Felix Mendelssohn: "Sen nocy letniej"
1826-1842 / wykonanie: Lillian Watson, Delia Wallis, London Symphony Orchestra, Finchley Children's Music Group, André Previn, 1990
Kusi, by przesłuchać sobie Sen nocy letniej według Mendelssohna, bo w końcu to stąd pochodzi słynny marsz weselny - jedyny fragment muzyki na dość wysokim poziomie, z którą spora część ludzi będzie miała kiedykolwiek do czynienia z własnego wyboru - jak i niegdyś jeszcze słynniejsza uwertura, skomponowana 16 lat wcześniej niż reszta. Trzeba jednak mieć na uwadze, że poza uwerturą to tzw. "muzyka incydentalna", a więc zbiór muzycznych bagatelek, docelowo serwowanych w trakcie lub pomiędzy fragmentami sztuki teatralnej. I rzeczywiście nie trzyma się to kupy jako normalne, spójne, ciągłe dzieło muzyczne do standardowego odsłuchu. Niemała część tej kompozycji to muzyka tak bardzo przeznaczona na tło, że z trudem pozwalająca skupić na sobie uwagę w samotności.
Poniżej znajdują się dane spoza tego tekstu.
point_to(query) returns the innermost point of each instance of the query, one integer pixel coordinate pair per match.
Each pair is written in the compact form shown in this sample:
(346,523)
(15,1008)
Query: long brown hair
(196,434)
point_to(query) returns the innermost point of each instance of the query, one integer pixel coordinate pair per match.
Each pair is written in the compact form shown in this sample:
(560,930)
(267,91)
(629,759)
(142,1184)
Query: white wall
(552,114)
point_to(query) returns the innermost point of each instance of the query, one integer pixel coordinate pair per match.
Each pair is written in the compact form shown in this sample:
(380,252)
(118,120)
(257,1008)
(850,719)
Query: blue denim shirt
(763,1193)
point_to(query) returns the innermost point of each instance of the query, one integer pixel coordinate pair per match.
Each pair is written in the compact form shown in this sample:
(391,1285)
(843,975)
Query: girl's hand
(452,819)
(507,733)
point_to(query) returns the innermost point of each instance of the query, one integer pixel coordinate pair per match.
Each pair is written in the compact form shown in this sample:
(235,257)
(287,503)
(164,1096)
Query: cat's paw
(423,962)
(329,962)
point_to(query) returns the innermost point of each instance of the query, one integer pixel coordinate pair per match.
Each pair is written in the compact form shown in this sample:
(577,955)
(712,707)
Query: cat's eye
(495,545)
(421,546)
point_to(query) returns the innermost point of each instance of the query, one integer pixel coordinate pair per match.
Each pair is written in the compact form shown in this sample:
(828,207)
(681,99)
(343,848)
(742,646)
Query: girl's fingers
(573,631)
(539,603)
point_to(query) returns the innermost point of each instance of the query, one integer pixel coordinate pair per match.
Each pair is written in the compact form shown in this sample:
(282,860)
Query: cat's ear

Ale mimo wszystko warto wysłuchać, bo jest tu sporo oryginalnych pomysłów kompozytora, który może sobie pozwolić na nieco mniej rygorystyczne komponowanie, niejako bez presji. Ma to w sobie pewną baśniową dzikość i groteskowość, w ciekawy momentami sposób autor bawi się poszczególnymi warstwami orkiestry. Poza tym uwertura sama w sobie jest bardzo dobra, ciekawie operująca lekkim, niezdatnym do wzięcia na poważnie napięciem dramatycznym, pełna tryumfalnej radości; jeszcze pełniejszy tejże jest marsz weselny, naprawdę dobry kawałek o może niepowtarzalnym połączeniu uroczystości z lekkością i wręcz mrugnięciem oka. Natomiast wciąż to wszystko prędzej dodatkowa ciekawostka niż miejsce, gdzie należy z Mendelssohnem się gruntownie zapoznawać, a trwa razem godzinę.